Avec toi, je rencontrais Jean Noeuvéglise lors de réunions du bureau du syndicat auxquelles il aimait assister bien qu’en retraite depuis des années, mais aussi lors de réunions épisodiques pour répondre à des questions posées par des membres du syndicat souvent de province ; la pertinence de ses propositions faisaient bien souvent consensus.

Cher Marc, ton papa a toujours gardé l’esprit généreux et l’intelligence vive.

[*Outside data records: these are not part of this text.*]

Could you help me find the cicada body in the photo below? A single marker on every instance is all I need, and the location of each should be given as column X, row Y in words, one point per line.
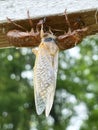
column 45, row 73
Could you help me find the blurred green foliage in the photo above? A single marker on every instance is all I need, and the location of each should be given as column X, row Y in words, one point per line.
column 76, row 99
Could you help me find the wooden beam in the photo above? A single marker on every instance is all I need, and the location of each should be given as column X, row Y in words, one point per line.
column 85, row 18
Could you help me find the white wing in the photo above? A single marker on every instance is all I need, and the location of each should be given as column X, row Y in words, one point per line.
column 45, row 73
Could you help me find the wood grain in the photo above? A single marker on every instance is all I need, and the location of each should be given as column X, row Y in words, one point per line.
column 85, row 18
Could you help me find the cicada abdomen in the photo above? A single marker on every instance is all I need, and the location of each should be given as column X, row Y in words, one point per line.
column 45, row 73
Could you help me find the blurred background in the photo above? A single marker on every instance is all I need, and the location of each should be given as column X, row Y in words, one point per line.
column 76, row 99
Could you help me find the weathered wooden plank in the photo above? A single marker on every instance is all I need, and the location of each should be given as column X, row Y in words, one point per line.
column 86, row 18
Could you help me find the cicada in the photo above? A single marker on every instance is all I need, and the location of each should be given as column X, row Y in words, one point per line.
column 45, row 73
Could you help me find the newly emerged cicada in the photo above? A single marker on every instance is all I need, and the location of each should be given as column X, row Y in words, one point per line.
column 46, row 63
column 45, row 73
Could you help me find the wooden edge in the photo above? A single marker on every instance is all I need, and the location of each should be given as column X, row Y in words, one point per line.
column 81, row 19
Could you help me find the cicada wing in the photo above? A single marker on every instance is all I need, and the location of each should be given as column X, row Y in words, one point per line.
column 39, row 91
column 52, row 87
column 43, row 73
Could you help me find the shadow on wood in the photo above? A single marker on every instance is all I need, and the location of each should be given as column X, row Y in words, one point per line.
column 78, row 20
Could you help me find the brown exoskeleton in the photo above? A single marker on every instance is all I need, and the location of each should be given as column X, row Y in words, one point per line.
column 46, row 64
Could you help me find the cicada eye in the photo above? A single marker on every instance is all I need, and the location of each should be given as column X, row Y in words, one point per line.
column 49, row 39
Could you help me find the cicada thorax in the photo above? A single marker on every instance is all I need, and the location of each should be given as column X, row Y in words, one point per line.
column 45, row 73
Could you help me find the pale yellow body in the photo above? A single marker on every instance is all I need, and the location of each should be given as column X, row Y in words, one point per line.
column 45, row 74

J’étais très content de le voir régulièrement ; il était l’exemple du bien vieillir et cela jusqu’à cette dernière année. Cher Marc, j’aime pouvoir te dire que ton père est l’une des rares personnes (moins de 10) qui auront le plus marqué ma vie.

J’en conserve un beau souvenir d’un « honnête homme » et d’un exemple à suivre.

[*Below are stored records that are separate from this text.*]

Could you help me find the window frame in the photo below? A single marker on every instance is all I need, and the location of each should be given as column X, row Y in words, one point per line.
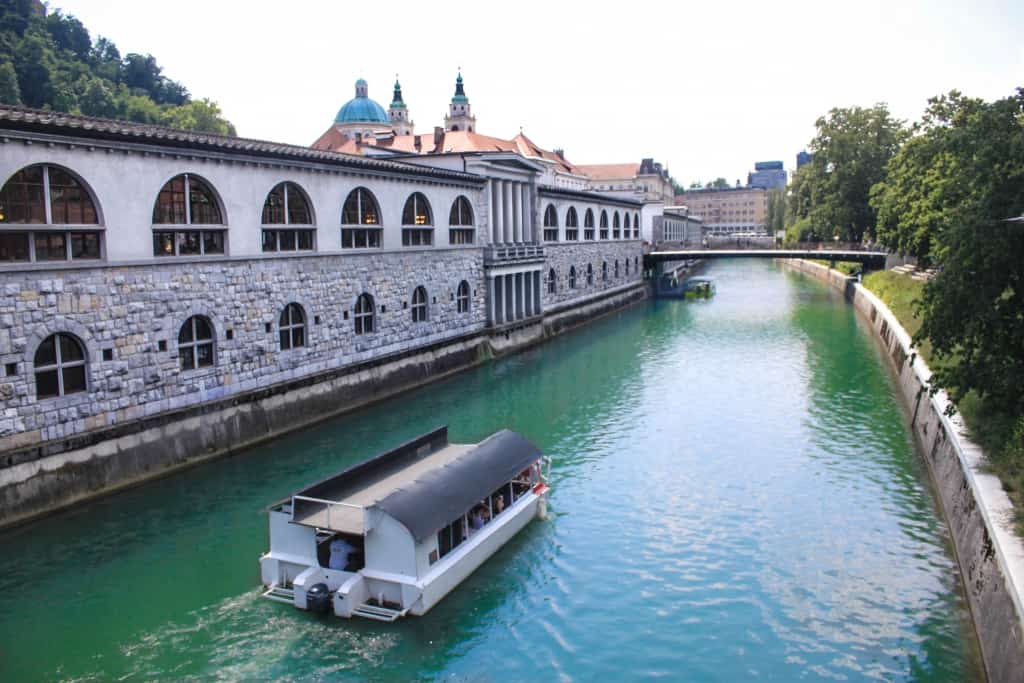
column 419, row 304
column 294, row 231
column 31, row 232
column 180, row 232
column 462, row 297
column 196, row 342
column 365, row 322
column 59, row 366
column 291, row 328
column 371, row 231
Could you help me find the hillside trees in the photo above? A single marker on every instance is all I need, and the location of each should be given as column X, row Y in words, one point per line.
column 49, row 60
column 829, row 195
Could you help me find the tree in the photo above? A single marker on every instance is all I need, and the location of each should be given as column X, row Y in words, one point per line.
column 9, row 92
column 202, row 115
column 973, row 310
column 776, row 211
column 851, row 150
column 918, row 201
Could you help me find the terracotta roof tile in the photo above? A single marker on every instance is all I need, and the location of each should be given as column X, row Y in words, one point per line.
column 610, row 171
column 19, row 118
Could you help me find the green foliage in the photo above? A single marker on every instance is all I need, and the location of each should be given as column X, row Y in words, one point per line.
column 10, row 93
column 48, row 60
column 776, row 211
column 921, row 197
column 851, row 150
column 974, row 308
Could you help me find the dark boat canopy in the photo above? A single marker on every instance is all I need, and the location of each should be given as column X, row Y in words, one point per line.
column 444, row 494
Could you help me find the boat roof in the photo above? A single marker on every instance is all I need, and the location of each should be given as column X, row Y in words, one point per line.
column 423, row 483
column 443, row 494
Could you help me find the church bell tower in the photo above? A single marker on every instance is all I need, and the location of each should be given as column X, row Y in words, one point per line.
column 460, row 116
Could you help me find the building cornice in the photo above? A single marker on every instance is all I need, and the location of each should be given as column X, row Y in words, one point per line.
column 108, row 135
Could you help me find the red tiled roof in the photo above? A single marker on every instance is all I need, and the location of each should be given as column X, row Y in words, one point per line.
column 609, row 171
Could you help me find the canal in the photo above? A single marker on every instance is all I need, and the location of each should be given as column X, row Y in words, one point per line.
column 735, row 496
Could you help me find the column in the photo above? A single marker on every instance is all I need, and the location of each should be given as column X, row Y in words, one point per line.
column 492, row 302
column 518, row 296
column 517, row 212
column 527, row 294
column 506, row 212
column 509, row 286
column 493, row 208
column 527, row 216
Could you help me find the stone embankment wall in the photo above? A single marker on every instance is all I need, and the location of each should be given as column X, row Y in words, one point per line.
column 977, row 509
column 142, row 416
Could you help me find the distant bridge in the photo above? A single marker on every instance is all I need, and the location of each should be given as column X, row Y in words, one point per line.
column 870, row 259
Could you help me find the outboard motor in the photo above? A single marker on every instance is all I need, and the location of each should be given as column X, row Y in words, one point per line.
column 318, row 598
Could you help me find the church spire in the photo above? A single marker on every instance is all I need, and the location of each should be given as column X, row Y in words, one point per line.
column 398, row 113
column 460, row 116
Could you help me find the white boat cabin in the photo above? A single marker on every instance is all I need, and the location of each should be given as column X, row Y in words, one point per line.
column 394, row 534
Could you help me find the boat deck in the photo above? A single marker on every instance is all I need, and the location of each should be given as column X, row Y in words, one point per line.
column 347, row 517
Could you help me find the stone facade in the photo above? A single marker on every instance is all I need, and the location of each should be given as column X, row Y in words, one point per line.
column 561, row 257
column 129, row 313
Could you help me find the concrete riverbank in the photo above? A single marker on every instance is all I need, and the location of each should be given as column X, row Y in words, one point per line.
column 977, row 510
column 105, row 461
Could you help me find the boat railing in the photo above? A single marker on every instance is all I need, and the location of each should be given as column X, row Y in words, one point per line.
column 328, row 506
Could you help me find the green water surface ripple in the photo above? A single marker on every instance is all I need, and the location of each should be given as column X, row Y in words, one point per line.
column 735, row 497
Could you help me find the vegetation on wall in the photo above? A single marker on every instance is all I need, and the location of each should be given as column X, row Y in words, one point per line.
column 949, row 191
column 828, row 196
column 49, row 60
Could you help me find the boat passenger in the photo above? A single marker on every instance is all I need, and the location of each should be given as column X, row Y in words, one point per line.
column 476, row 519
column 340, row 550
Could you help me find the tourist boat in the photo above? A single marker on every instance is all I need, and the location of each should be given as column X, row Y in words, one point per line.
column 393, row 535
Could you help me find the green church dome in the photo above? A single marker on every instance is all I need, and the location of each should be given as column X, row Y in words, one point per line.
column 360, row 109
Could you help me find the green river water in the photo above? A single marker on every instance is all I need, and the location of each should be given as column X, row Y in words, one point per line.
column 734, row 497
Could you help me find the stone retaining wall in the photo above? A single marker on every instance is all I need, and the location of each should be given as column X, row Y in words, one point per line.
column 977, row 509
column 133, row 450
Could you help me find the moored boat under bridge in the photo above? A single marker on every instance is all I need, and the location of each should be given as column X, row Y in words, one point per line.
column 870, row 259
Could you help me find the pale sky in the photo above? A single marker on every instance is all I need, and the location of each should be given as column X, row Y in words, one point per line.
column 707, row 88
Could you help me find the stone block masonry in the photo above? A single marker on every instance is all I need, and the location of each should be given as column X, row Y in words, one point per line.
column 562, row 257
column 129, row 319
column 977, row 510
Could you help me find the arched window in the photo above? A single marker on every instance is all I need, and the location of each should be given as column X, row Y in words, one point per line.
column 416, row 222
column 363, row 314
column 360, row 220
column 571, row 225
column 419, row 304
column 292, row 327
column 37, row 200
column 196, row 344
column 588, row 224
column 288, row 205
column 59, row 366
column 461, row 222
column 188, row 207
column 462, row 298
column 550, row 223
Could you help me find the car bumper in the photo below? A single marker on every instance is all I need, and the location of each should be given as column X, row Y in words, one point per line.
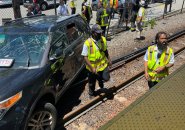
column 12, row 120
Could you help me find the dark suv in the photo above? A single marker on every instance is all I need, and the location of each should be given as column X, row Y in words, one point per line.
column 40, row 57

Avec mes sentiments amicaux.

Bernard Wilbert

Cher Marc

Triste nouvelle que le départ de Jean.

Je me rappelle des premiers contacts que j’ai eu avec lui, j’arrivais à l’APAS alors qu’il partait en « retraite ». Il était le médecin coordinateur de Mont-Cenis/Lamarck… et il fallait bien du talent et des qualités d’animateur pour gérer les quelques « lions » de ce centre (Vinard, Alderette, Piton-Cornet, Jeannin, Party…) et ça, il s’avait le faire.

Il était respecté de nous tous pour ses qualités professionnelles… Françoise Lebranchu parlait de lui, alors même qu’il avait quitté le centre, avec un « MONSIEUR » Noeuveglise systématique.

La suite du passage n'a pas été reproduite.